Habemus bilancio

Approvato all'alba, dall'assemblea capitolina, il bilancio previsionale 2012-2014
Enzo Luciani - 7 Novembre 2012

Questa mattina alle ore 6.00, dopo una lunga ed estenuante seduta di consiglio comunale, è passato il bilancio previsionale 2012-2014 con 34 voti favorevoli, 20 contrari e 1 astenuto. L’approvazione, preceduta da mesi di polemiche, non poteva subire ulteriori rinvii. Il prefetto Pecoraro, in caso di fumata nera, aveva già minacciato lo scioglimento del Comune o l’invio del Commissario. La manovra ammonta a un totale complessivo di 10 miliardi 252 milioni e 360.680 euro, di cui circa 5 miliardi e 242 milioni in parte corrente e 5 miliardi per il piano investimenti. "Dopo 7 mesi di ostruzionismo della sinistra questa pattuglia di eroi ce l’ha fatta" ha commentato il Sindaco di Roma Gianni Alemanno.

"All’interno di questo bilancio – spiega il consigliere del pdl Federico Rocca – ci sono degli stanziamenti importanti come i 27 mln di euro destinati al quoziente familiare e quindi ai più bisognosi; 15 mln di euro per l’occupazione giovanile e poi altri fondi per il trasporto pubblico, l’ambiente e il sociale. Importante anche l’approvazione di alcuni ordini del giorno per i controlli fiscali nei campi nomadi; riconoscere la gratuità per il trasporto pubblico locale e per l’ingresso nei musei di Roma Capitale alle vittime del terrorismo e ai loro familiari; sostenere la posizione della Commissione Europea per istituire un fondo per lo sviluppo urbano sostenibile destinando una parte dei fondi strutturali direttamente alle grandi città per interventi sul territorio e poi altri documenti per chiedere di attivare le procedure per realizzare un parcheggio di scambio presso la Stazione FS della Muratella, per prevedere una partnership pubblico privato per la costruzione del Ponte dei Congressi".

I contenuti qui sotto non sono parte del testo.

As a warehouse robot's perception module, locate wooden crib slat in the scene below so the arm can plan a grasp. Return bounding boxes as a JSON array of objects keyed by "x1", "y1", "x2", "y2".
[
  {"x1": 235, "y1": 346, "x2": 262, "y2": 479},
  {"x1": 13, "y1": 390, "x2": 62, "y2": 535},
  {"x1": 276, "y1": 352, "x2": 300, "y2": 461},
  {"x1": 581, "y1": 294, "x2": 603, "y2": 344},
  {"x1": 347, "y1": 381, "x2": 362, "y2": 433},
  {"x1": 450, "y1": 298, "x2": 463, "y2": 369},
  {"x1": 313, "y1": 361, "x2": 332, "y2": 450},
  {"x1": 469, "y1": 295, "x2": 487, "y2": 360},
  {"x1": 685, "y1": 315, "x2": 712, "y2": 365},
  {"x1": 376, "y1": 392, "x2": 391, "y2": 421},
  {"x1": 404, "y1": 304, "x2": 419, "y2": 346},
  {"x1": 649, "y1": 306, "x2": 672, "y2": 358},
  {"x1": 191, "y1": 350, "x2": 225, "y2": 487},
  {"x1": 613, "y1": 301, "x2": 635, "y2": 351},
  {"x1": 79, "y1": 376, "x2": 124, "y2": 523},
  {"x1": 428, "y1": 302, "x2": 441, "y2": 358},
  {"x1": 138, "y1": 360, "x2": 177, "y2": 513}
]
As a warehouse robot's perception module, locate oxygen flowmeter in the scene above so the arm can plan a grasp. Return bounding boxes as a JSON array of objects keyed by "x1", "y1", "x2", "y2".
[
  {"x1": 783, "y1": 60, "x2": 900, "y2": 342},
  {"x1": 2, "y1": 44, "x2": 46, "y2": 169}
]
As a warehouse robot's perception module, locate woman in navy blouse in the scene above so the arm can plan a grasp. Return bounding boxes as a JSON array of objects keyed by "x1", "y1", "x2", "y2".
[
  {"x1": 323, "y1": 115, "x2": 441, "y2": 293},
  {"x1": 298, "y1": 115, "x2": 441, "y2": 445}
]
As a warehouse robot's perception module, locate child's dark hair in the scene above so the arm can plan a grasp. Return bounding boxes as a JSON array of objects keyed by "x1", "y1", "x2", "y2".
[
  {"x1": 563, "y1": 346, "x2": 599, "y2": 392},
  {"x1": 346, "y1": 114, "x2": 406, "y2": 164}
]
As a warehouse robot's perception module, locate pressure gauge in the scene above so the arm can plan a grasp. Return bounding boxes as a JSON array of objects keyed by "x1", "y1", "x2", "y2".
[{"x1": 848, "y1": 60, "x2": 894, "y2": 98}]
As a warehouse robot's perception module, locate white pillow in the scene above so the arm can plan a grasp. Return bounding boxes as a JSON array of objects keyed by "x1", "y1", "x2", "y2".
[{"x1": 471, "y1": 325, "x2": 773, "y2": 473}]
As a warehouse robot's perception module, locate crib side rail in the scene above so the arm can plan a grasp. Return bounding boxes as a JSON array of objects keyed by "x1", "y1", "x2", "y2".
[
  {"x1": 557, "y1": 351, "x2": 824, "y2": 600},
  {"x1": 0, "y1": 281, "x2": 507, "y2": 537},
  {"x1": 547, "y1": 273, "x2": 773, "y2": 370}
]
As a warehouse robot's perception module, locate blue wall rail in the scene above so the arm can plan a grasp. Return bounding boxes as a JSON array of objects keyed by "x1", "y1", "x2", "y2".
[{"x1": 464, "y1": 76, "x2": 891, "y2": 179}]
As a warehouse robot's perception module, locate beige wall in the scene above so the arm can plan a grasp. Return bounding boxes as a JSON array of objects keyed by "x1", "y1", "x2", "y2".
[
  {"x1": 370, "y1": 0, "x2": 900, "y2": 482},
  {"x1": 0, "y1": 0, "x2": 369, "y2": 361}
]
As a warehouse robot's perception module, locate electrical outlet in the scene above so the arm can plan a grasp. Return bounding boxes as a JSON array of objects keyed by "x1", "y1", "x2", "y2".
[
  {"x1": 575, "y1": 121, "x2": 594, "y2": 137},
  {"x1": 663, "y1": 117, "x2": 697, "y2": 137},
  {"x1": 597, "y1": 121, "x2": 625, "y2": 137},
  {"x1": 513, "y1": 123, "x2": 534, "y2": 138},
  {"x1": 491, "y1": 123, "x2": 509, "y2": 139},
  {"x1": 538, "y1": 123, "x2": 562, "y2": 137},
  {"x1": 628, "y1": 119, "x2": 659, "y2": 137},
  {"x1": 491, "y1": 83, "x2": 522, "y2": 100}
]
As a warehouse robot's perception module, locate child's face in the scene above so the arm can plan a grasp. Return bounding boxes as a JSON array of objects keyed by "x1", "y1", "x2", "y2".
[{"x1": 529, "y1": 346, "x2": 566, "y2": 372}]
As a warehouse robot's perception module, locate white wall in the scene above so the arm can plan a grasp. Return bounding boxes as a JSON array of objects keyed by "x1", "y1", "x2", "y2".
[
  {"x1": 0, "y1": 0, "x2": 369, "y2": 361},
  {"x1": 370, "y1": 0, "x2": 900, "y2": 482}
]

Altro punto di vista per Alfredo Ferrari, vicepresidente della Commissione Bilancio del Comune di Roma . "In un bilancio insufficiente – afferma Ferrari- la battaglia portata avanti dall’opposizione ha permesso a Roma di vedere migliorata la manovra. Questa notte siamo riusciti a far accogliere l’emendameto che prevede l’istituzione di una commissione bipartisan sulla spending review. L’emendamento, da me presentato in commissione bilancio, prevede l’istituzione di una commissione speciale composta da 9 membri, eletti fra i consiglieri dell’assemblea capitolina, con il compito di esaminare come le norme di revisione della spesa dettate dal governo incidano sulle aziende del Gruppo Roma Capitale, sia in termini di economicità che di efficienza. Tengo a sottolineare che i membri della istituenda commissione non percepiranno alcun compenso o gettone di presenza.
Bene, poi, il risultato per il sociale (+1mln di euro) e per il buono casa (+1mln di euro). Sui municipi, oltre al vantaggio di avere fondi spendibili in questi due mesi per le manutenzioni di scuole e strade, la battaglia del Pd e delle opposizioni permetterà ai minisindaci di avere una disponibilità maggiore anche per i primi mesi del prossimo anno, mesi che – a ben vedere – vedranno ancora un’amministrazione per dodicesimi".

“Con la faticosa approvazione del Bilancio – conclude in una nota Eugenio Patanè, presidente del Pd Roma – si chiude per il Campidoglio e per l’amministrazione di Roma una brutta pagina, con una maggioranza paralizzata dai dissidi interni che non è stata in grado fino all’ultimo di licenziare la manovra, facendo convivere la città con lo spettro del commissariamento”.“Compiuto con difficoltà questo ultimo passaggio, c’è ora da sperare che l’amministrazione si avvii alle elezioni senza ulteriori momenti drammatici – conclude Patanè – nella certezza che i cittadini sapranno giudicare quanto è successo e affideranno la città a chi saprà amministrarla, farla tornare a crescere ed essere un esempio per l’intero Paese”.